Imaging the Youngest Extrasolar Planets

My group is using the Large Binocular Telescope Interferometer (LBTI) and the Magellan Adaptive Optics system (MagAO) to image protoplanets around young stars.

Imaging Mature Extrasolar Planets

We are involved in the LEECH survey, which aims to detect mature exoplanets via direct imaging with the LBT.

Astrobiology

We work within the Earths in Other Solar Systsmes astrobiology research program. This interdisciplinary program aims to better understand how and where habitable planets form.

Protoplanetary Disk Gas within 1 AU

The composition and kinematics of gas in the inner disks around young stars provides valuable constraints on star and planet formation processes. Using near-IR interferometry and spectroscopy, we are probing scales within 0.1-1 AU.

Protoplanetary Disk Masses

We are using mm-wavelength interferometry to constring the distribution of protoplanetary disk masses in young clusters. Our aims are to provide the initial mass budget for planet formation, and explore how this depends on stellar or environmental properties.

Masers Around Young Stars

Astromomical masers provide bright, compact tracers of gas, suitable for mapping with VLBI. We mapped H2O and SiO masers in the massive star-forming region W51, tracing an outflow from a massive protostar.

Evolved Stars

Similar techniques to those used to map gas around young stars can be used to trace the molecular layers in evolved stars.
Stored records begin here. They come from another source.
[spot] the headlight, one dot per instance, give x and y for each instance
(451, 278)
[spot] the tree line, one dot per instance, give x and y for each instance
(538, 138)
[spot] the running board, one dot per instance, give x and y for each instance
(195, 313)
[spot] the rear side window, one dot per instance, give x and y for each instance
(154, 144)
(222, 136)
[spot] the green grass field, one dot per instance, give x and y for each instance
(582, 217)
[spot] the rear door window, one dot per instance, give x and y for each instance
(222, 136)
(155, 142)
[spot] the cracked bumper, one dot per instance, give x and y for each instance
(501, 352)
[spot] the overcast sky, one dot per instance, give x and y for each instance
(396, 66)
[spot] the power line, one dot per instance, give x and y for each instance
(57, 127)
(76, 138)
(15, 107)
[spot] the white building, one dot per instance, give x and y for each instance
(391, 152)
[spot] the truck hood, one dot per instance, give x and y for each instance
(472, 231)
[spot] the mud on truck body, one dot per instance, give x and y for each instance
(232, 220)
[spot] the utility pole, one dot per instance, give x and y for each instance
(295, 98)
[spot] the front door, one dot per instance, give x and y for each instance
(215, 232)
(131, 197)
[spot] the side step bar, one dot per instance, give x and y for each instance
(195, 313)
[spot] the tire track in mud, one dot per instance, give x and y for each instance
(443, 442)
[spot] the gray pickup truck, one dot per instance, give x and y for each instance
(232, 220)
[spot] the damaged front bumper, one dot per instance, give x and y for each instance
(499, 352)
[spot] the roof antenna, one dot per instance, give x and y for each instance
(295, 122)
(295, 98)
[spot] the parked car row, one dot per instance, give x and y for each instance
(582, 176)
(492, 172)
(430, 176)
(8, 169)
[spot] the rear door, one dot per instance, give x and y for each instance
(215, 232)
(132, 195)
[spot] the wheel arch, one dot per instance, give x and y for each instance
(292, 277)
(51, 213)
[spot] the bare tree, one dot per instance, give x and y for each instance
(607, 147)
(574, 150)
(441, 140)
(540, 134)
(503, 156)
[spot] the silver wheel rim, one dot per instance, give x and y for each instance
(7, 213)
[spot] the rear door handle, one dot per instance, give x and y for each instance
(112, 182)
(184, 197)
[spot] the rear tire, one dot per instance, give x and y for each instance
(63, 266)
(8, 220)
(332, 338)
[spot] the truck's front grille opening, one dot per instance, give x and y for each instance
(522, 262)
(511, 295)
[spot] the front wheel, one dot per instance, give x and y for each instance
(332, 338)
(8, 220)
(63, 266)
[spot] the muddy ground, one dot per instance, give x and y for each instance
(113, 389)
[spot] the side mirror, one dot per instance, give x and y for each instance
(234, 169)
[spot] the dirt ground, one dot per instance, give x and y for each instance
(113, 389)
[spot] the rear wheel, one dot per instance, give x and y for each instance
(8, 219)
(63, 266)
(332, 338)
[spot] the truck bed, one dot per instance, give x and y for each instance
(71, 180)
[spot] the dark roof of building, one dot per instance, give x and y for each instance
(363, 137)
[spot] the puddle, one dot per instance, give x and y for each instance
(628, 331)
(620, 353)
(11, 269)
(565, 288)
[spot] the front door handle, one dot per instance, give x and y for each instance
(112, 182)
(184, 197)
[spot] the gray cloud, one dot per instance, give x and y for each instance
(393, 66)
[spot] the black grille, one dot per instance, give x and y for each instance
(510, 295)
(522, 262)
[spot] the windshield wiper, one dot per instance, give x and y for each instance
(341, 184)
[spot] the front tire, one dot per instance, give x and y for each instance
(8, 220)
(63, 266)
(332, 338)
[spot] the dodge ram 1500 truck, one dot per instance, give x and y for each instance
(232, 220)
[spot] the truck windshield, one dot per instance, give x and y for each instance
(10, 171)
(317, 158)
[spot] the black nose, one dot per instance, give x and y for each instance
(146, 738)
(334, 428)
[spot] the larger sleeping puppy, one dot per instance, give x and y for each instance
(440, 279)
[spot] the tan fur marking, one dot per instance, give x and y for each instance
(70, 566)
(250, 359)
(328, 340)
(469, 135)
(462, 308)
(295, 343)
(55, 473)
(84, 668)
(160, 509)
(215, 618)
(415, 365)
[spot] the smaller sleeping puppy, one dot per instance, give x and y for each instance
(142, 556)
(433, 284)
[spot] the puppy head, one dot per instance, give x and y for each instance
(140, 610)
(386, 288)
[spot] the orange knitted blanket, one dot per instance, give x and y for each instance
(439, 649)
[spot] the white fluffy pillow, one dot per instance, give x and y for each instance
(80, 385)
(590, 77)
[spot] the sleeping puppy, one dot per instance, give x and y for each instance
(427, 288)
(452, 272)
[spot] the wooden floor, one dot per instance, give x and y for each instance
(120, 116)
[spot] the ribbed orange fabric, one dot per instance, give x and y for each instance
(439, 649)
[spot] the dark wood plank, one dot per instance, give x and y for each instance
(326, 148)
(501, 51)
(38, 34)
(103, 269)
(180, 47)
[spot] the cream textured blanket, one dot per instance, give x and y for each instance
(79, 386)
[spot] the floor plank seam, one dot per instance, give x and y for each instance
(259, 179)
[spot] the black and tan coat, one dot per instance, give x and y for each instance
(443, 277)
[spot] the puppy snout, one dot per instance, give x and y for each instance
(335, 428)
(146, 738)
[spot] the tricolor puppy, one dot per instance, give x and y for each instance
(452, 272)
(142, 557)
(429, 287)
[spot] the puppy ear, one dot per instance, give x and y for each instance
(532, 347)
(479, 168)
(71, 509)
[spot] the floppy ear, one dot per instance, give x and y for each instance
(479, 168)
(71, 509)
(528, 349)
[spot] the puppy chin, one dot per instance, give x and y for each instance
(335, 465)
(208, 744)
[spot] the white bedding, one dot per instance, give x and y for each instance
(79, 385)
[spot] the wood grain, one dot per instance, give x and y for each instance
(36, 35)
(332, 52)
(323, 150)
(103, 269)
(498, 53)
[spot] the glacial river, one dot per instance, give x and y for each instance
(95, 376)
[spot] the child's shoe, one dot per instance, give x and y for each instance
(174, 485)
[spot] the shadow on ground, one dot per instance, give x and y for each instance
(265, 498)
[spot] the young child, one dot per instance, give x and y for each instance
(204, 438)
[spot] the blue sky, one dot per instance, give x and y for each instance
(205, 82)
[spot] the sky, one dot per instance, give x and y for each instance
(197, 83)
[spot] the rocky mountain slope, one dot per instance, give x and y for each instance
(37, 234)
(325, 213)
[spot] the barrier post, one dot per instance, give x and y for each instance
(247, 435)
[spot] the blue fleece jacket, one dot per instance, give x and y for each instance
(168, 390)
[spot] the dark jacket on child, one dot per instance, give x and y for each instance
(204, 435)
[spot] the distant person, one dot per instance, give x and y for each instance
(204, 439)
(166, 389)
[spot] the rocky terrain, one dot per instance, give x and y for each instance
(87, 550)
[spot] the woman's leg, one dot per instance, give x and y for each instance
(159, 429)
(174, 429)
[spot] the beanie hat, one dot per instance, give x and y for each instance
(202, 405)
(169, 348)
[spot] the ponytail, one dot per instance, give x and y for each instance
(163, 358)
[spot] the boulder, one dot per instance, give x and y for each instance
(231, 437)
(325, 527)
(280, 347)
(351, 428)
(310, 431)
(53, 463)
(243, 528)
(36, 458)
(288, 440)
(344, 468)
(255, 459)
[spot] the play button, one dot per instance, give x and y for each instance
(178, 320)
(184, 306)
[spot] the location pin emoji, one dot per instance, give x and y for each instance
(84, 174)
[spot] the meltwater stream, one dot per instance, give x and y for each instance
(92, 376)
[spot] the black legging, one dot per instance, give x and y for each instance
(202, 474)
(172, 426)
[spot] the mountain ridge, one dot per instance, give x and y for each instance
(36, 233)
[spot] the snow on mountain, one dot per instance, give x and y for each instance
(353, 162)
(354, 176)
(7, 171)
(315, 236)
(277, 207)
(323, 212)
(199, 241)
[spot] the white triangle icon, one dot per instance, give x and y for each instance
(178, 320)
We used the Keck Interferometer to map the gas in the atmosphere of an AGB star, as well as in the disk of a Be star.

Supermassive Black Hole in the Galactic Center

Stars in orbit around SgrA* can be used as test particles to probe the potential of the black hole. We investigated the constraints that could be achieved with near-IR interferometeric instruments, concluding that for realistic simulated starfields, these instruments will likely have good leverage on constraining black hole properties and general relativistic effects.